For e-commerce or online customer experiences, that data is more visible to the customer throughout their journey. As a result, the data can have a more direct impact on the bottom line. After all, without a good e-commerce experience, customers may choose to go elsewhere. Similarly, a poor online support program may lead to increased churn.
This “transparency” comes with some risk. More self-service interactions with customers means you are collecting and packaging more information about customers about their accounts, their purchases and their preferences. More data can lead to a better customer experience, but it can also put you at risk. There is simply a greater risk of exposure of personal or confidential information.
As a result, data and IT governance efforts are finding a new push as organizations begin to collect data for more public consumption. And now business and IT, once mortal enemies (almost), are now realizing that data is everyone’s responsibility.

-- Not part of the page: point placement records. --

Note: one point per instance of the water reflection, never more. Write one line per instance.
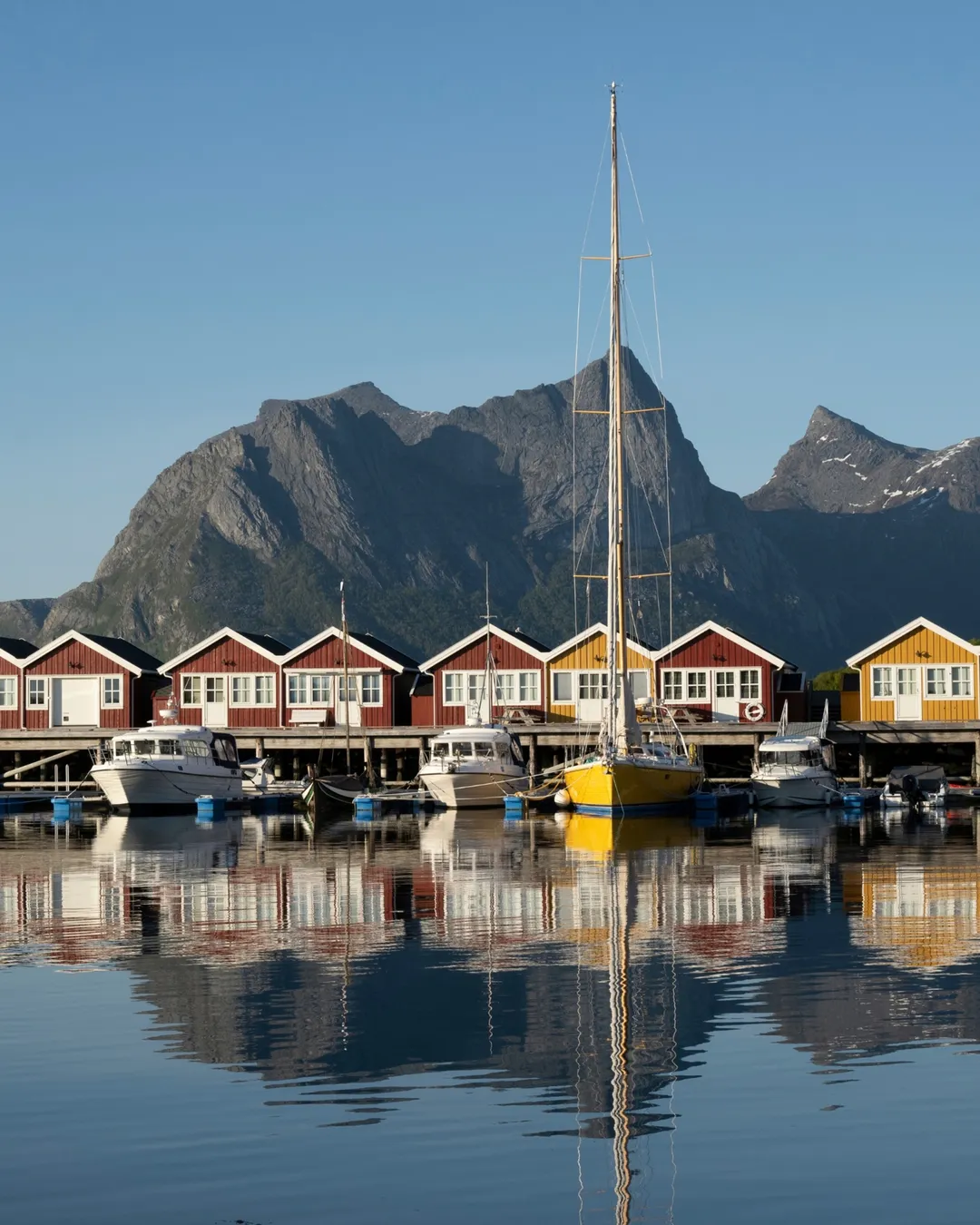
(583, 962)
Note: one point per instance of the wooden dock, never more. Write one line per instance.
(864, 750)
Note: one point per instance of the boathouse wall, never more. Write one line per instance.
(230, 658)
(507, 658)
(81, 661)
(927, 655)
(712, 653)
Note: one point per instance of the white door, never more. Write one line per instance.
(75, 702)
(214, 712)
(909, 693)
(593, 692)
(725, 702)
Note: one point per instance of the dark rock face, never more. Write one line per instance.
(259, 524)
(256, 528)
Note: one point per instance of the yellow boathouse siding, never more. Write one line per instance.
(924, 648)
(590, 657)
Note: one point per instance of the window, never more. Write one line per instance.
(112, 691)
(697, 686)
(320, 689)
(561, 686)
(504, 688)
(527, 688)
(881, 682)
(672, 685)
(592, 686)
(241, 691)
(724, 683)
(936, 681)
(640, 682)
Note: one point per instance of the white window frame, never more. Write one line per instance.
(244, 681)
(882, 682)
(671, 683)
(374, 680)
(564, 675)
(34, 682)
(107, 703)
(271, 679)
(937, 681)
(691, 686)
(297, 689)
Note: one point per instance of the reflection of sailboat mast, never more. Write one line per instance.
(619, 1031)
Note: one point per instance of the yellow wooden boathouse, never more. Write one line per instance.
(917, 672)
(578, 680)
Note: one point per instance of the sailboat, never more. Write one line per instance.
(625, 776)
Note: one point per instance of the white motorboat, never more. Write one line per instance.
(473, 767)
(169, 766)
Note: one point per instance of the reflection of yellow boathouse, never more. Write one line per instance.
(914, 916)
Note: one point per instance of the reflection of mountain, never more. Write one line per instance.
(475, 945)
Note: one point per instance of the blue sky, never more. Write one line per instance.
(206, 205)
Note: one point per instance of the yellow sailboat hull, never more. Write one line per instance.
(630, 784)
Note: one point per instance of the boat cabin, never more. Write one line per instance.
(917, 671)
(231, 679)
(721, 676)
(578, 682)
(356, 681)
(13, 654)
(516, 690)
(88, 680)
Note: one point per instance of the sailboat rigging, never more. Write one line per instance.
(625, 774)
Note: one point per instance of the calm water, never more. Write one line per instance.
(454, 1019)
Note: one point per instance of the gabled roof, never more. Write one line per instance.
(920, 622)
(713, 626)
(16, 650)
(643, 648)
(269, 647)
(522, 641)
(124, 653)
(381, 651)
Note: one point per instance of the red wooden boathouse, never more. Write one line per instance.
(378, 681)
(230, 679)
(87, 680)
(459, 688)
(727, 678)
(13, 654)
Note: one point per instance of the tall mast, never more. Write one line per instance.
(616, 561)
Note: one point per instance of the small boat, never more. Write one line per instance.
(794, 769)
(169, 766)
(473, 767)
(923, 787)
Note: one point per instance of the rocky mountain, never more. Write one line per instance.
(258, 525)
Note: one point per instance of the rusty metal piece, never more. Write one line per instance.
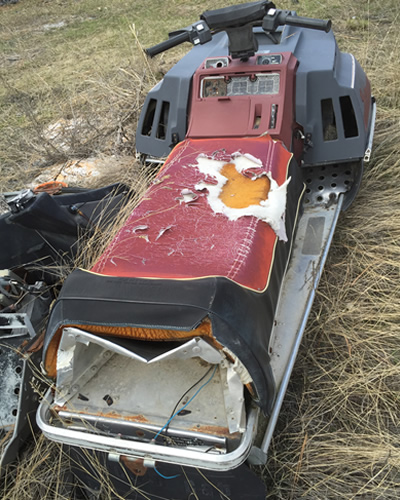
(214, 430)
(135, 466)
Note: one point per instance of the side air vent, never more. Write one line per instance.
(163, 121)
(149, 117)
(328, 120)
(348, 117)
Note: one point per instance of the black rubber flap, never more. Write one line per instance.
(169, 481)
(242, 319)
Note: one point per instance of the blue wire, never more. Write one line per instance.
(165, 477)
(190, 400)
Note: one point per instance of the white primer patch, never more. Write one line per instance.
(272, 210)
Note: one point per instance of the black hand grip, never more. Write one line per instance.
(307, 22)
(168, 44)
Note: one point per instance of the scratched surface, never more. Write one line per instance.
(174, 232)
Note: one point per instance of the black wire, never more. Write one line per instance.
(187, 392)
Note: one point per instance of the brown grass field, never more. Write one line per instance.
(338, 436)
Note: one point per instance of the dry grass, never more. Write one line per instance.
(338, 433)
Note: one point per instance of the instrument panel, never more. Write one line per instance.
(259, 84)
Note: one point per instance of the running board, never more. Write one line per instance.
(313, 240)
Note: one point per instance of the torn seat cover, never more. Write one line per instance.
(202, 255)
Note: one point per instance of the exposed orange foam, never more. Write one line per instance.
(241, 191)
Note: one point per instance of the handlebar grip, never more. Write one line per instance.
(307, 22)
(168, 44)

Preparing for privacy in a big data world
When planning big data privacy efforts, a starting point is to understand the sources of data and how this data is used. As we all know, that conversation rapidly goes in the direction of how we should or should not use or exploit the data.
However, there is tendency to avoid the delicate subject of how to support privacy of the individual and how to protect data in an increasingly digital world. The complicating factor is how to keep a balance between:
- The value to end users.
- The level of privacy and protection that's necessary for both you and your customer.
This issue has to be addressed if you want your digital business practices to be seen as credible to your customers.
Strike a balance: A best practice checklist
The recommended approach for clarifying these concerns is to blend your business rules and IT rules. If you can accomplish this collaborative effort through the use of governance solutions to establish a big data privacy framework within your IT environment, then all the better.
Here are a few data governance best practices as they relate to big data privacy:
- Define what data governance means – to your company and to your project. When it comes to big data, you don’t need to develop a separate data governance program or framework. You just need a data governance program and framework that support big data.
- Know your culture. One size does not fit all. Some organizations are better suited for a top-down governance approach, while others will work better from the bottom up.
- Design your data governance framework. Identify the “what” and “how” before specifying the “who.” Make use of existing committees and processes.
- Treat data governance as a long-term program. Implement it as a series of tightly scoped initiatives. Plan for the activities and resources required to execute and maintain governance policies.
Organizations that already embrace centralized or shared services that are integrated with functional business processes will have a less difficult path than those starting from scratch. However, the effort to establish meaningful and sustainable data governance and management will still:
- Require a business context considered relevant and valuable to the end users.
- Make mistakes that may require multiple attempts before results are sustained.
- Depend on a determined commitment to achieve the vision of data as a corporate asset, and a willingness to learn from mistakes and try again.
Of course, there will always be debates, both within an organization and in the market overall, around governance, security and trust. Regardless of the details, it’s vital to have a big data privacy effort in place. These steps should be addressed during the design and implementation process – and as part of reviews and proof-of-concept trials – to make sure they fit in your big data environment.